Security vulnerabilities have plagued the TimThumb script for years. It is most commonly used in cropping, zooming and resizing images in WordPress themes. After the large scale attacks launched against the script a few years ago, one might think that theme and plugin developers would be less likely to continue building with it. However, this is not the case and many websites are again in danger, according to the exploit disclosure issued today.
TimThumb 2.8.13 has a vulnerability with its “Webshot” feature that, when enabled, allows attackers to execute commands on a remote website. At this time there is no patch. Security experts at Sucuri break down the threat as follows: “With a simple command, an attacker can create, remove and modify any files on your server.”

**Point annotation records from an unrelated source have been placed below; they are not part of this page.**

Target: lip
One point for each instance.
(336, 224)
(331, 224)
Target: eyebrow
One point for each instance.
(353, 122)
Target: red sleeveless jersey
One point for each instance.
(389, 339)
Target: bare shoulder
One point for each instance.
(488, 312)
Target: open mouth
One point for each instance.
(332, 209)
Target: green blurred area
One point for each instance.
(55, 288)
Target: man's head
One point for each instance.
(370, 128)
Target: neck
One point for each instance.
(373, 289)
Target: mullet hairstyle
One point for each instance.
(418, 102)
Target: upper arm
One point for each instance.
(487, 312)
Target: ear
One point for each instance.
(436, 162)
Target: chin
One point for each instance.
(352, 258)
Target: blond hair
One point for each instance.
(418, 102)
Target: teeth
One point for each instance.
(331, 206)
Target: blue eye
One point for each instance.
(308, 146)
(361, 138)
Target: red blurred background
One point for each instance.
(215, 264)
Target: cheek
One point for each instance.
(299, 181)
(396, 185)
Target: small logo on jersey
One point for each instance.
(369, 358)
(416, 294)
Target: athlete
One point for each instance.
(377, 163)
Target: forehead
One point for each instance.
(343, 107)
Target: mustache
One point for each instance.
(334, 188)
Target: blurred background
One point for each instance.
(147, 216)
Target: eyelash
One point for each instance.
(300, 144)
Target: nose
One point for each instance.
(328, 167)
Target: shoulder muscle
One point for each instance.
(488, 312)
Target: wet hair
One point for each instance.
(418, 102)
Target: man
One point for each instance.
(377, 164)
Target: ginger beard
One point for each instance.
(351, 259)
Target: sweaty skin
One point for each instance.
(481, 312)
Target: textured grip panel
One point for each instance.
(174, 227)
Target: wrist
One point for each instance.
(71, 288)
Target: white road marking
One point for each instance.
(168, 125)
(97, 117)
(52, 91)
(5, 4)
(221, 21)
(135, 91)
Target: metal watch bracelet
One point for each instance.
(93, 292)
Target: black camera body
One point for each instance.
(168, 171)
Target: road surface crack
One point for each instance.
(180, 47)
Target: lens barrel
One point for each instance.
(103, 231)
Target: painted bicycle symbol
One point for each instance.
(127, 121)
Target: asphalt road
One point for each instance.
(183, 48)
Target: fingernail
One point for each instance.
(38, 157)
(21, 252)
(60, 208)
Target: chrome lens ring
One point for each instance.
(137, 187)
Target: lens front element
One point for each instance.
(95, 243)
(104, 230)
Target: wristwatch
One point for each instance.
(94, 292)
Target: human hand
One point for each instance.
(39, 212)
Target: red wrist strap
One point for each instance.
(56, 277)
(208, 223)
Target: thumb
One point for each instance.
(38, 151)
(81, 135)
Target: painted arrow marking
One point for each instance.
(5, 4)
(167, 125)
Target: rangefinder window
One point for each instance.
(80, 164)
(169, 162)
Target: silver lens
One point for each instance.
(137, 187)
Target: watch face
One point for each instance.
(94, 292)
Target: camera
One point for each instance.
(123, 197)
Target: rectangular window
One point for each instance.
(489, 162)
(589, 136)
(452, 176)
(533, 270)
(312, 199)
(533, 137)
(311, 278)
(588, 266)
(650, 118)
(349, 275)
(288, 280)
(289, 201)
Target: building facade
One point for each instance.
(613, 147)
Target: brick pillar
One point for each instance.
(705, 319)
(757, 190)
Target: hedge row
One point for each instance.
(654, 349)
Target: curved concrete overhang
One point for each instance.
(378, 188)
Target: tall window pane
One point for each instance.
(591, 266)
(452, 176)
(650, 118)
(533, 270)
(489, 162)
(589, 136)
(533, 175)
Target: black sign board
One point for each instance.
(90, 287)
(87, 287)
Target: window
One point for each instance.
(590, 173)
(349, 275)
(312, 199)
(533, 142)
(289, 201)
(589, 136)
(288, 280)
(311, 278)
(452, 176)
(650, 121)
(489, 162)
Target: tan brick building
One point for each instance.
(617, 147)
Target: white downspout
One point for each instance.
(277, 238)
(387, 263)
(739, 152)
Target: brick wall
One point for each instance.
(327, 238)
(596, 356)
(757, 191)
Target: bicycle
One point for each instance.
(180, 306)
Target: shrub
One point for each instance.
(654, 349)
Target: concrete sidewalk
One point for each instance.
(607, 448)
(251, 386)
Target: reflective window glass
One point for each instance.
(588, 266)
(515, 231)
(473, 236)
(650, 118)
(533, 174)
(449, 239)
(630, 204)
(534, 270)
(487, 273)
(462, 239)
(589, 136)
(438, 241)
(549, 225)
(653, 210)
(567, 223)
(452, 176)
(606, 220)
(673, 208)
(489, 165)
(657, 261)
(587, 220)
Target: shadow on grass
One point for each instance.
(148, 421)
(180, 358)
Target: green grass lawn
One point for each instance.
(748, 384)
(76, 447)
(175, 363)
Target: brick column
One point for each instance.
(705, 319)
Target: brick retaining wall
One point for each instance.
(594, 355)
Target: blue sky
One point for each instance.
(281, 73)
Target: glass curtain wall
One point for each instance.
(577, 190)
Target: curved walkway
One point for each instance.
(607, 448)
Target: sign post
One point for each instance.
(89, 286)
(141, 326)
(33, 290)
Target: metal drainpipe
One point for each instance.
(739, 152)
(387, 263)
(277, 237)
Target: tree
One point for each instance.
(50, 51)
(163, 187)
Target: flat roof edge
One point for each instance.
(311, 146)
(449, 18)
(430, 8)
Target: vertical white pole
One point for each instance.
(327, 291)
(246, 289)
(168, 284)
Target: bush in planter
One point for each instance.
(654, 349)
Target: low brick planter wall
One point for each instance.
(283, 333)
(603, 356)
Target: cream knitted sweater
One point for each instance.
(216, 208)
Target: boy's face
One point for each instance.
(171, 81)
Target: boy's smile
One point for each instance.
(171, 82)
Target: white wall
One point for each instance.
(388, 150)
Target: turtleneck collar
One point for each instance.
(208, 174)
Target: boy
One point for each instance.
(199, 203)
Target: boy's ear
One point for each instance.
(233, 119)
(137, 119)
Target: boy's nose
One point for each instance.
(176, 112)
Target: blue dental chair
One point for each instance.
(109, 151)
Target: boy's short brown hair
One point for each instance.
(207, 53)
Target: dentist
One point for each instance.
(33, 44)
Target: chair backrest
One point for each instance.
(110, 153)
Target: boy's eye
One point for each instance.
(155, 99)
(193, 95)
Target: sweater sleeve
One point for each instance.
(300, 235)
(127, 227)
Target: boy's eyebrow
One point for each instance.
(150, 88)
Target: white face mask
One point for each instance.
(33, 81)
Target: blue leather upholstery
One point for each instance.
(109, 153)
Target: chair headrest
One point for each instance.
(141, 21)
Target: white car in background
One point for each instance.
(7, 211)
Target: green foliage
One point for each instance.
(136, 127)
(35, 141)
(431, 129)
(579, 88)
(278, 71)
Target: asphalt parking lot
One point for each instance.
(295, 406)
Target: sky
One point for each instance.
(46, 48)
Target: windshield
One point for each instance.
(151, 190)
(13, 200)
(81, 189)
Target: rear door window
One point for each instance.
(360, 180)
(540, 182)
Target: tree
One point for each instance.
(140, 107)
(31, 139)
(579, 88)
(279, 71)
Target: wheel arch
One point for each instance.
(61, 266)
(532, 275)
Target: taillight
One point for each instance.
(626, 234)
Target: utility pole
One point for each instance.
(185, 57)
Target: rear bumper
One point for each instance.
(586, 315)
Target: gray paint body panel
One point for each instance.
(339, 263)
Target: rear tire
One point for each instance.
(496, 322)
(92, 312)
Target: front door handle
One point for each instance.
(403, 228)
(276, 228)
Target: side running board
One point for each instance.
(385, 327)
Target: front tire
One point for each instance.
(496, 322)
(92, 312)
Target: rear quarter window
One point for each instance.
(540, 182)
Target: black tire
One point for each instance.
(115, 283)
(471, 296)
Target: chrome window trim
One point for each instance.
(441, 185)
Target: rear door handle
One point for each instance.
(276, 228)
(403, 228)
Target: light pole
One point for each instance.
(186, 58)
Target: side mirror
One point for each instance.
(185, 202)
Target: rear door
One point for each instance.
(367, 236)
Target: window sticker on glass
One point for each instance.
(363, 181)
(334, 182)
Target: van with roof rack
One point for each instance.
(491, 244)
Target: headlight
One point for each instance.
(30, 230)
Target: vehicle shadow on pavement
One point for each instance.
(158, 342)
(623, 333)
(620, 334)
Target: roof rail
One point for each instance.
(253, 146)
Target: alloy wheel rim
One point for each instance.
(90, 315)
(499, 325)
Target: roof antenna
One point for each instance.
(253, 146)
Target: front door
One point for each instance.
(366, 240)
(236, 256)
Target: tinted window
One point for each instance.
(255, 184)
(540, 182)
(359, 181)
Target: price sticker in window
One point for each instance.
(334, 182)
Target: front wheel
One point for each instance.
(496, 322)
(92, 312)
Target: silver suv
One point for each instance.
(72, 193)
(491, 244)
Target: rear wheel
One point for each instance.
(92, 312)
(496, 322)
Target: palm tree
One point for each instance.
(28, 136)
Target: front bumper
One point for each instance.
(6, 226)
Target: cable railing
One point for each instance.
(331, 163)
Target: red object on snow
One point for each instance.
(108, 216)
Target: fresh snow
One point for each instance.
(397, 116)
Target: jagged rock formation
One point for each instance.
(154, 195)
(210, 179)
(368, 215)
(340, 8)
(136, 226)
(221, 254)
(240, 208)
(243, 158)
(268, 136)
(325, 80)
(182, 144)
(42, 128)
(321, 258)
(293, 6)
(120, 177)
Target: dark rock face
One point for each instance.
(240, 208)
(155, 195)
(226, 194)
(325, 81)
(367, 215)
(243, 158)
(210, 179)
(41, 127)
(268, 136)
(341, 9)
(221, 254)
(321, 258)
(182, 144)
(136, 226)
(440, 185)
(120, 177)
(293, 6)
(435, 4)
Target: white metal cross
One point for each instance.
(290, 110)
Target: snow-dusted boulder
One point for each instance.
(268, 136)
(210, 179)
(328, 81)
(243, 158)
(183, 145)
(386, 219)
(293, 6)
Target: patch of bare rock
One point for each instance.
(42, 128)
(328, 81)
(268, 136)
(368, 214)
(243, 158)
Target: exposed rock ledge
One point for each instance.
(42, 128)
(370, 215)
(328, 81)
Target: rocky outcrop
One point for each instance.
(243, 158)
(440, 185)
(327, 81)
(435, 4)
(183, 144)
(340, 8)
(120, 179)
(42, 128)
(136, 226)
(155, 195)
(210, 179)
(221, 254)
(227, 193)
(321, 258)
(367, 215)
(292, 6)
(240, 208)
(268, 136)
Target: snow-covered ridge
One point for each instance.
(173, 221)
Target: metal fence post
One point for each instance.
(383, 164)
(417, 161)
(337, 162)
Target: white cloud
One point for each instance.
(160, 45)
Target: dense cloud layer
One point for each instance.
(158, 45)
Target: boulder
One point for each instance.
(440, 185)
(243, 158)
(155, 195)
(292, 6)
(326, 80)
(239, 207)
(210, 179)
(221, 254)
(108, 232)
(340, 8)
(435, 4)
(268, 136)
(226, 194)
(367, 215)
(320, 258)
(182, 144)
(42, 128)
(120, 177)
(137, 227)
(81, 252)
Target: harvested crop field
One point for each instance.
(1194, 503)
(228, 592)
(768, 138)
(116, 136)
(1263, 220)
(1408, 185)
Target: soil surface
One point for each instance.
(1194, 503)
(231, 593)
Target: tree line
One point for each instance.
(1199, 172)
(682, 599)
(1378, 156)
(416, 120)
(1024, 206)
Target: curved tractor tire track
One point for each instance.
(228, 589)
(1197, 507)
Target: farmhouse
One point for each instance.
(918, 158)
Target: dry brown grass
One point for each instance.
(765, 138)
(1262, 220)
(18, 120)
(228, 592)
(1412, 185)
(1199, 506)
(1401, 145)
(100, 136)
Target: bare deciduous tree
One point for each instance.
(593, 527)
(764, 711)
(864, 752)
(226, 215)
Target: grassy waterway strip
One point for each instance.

Although the Webshot feature should be disabled by default, Sucuri recommends that you check your timthumb file to make sure it’s disabled. Search for “WEBSHOT_ENABLED” and verify that it’s set to “false,” as shown below:
define (‘WEBSHOT_ENABLED’, false);
This vulnerability affects many WordPress themes, plugins, and third party components. According to the disclosure, all themes from Themify utilize this script, as well as several plugins, including WordPress Gallery Plugin and the IGIT Posts Slider Widget.
It’s important to recognize that your theme or plugin may also use this script, even if it’s not listed in the disclosure. If you’ve ever lost an entire weekend fixing client sites that fell victim to TimThumb exploits, then you know that disabling the WebShot option is probably a good idea. This is a simple thing that you can do now to prevent your sites from getting hacked.